Mr Allione’s calls chime with a similar message from Olivier Richefou, president of the Mayenne department and president of the fire and rescue service group la Conférence nationale des services d’incendie et de secours.
He is calling on President Emmanuel Macron to create a junior minister position in charge of civil security, and has said that fire prevention “does not only concern the Interior Minister, but all ministers”.
He told FranceInfo: “Having a minister for Civil Protection would fundamentally change the approach to prevention…One of the difficulties we have in this Gironde forest is, for example, the question of maintenance, which is therefore related to the environment.
“Another extremely important problem is that of prevention among the population: today in our school system, there is no course where we learn from the youngest age to adopt the right conduct.”
Mr Richefou continued: “It’s a bit like road safety, putting your seatbelt on automatically.

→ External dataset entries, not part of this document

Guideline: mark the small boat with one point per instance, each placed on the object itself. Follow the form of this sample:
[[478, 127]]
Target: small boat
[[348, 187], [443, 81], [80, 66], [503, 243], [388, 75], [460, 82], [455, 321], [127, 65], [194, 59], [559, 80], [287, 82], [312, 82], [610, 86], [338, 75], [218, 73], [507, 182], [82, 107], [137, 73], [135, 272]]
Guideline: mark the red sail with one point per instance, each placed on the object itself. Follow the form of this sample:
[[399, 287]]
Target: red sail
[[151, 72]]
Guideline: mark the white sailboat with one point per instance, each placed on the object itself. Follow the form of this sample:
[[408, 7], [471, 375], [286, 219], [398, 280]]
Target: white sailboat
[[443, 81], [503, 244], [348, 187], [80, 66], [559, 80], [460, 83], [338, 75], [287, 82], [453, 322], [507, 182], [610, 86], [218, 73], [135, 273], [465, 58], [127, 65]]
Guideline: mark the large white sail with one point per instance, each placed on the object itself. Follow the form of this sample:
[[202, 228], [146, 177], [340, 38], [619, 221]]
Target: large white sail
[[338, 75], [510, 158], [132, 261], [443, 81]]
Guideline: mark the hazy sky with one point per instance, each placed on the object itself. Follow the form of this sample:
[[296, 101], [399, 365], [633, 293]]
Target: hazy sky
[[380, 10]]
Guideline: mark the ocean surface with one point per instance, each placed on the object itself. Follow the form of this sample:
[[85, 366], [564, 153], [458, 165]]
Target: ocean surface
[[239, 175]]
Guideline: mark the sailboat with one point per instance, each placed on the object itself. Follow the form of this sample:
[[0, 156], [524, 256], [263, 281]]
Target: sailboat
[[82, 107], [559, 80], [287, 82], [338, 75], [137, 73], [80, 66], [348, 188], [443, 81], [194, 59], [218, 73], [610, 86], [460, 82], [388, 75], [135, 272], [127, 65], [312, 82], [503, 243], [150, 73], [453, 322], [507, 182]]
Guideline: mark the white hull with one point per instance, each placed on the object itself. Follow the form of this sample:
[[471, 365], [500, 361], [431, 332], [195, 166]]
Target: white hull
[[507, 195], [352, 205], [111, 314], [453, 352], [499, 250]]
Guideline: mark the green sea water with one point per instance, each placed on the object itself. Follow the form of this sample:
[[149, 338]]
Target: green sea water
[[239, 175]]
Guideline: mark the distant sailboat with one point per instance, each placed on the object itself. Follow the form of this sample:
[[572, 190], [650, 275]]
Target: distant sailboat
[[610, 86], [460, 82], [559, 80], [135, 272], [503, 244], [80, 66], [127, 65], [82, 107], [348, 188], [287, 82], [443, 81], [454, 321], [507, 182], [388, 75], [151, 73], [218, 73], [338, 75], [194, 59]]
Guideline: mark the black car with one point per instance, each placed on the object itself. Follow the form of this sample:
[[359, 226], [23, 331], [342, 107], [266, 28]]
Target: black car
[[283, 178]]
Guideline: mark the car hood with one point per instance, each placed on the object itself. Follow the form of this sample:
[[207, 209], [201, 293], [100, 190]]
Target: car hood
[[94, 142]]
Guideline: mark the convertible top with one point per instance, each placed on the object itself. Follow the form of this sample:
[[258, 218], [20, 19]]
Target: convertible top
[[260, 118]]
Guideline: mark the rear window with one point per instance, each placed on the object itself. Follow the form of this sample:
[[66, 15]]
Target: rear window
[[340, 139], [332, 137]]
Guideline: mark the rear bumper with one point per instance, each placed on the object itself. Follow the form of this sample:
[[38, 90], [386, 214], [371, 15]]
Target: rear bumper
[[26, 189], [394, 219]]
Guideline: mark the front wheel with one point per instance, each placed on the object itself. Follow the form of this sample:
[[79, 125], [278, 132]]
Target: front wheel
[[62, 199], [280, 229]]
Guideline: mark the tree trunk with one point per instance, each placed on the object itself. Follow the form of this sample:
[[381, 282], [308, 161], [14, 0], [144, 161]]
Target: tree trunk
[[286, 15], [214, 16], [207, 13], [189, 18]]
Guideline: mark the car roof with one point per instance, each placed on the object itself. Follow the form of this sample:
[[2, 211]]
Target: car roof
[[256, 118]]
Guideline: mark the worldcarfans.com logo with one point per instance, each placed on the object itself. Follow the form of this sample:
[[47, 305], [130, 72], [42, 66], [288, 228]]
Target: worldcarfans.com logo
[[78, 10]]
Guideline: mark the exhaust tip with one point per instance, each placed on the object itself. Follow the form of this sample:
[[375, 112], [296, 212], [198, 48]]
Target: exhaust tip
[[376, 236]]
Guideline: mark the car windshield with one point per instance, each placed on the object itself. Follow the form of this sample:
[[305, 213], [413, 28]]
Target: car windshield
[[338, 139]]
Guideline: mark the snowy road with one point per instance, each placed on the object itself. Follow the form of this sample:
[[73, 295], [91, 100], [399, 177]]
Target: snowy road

We need to introduce a risk culture into our approach. All of society needs to be involved because climate change isn’t going anywhere.”
He also called for a greater budget to finance the purchasing of extra Canadair firefighting planes.
France has had 5.8 times the number of hectares burned in 2022 (with more than 30,000 hectares gone), compared to the average seen from 2006-2021.
Graph: Le Monde
This puts it behind only Spain, Bosnia-Herzegovina and Cyprus in real hectare terms, and fifth in Europe in terms of how many more times the fire destruction has grown (5.8 times versus 48.3 in Hungary, 12.5 in Germany, 8.4 in Bulgaria, and 6 in Spain).
Since last Tuesday, two fires have been raging in Gironde, having destroyed over 20,000 hectares of vegetation at the last count.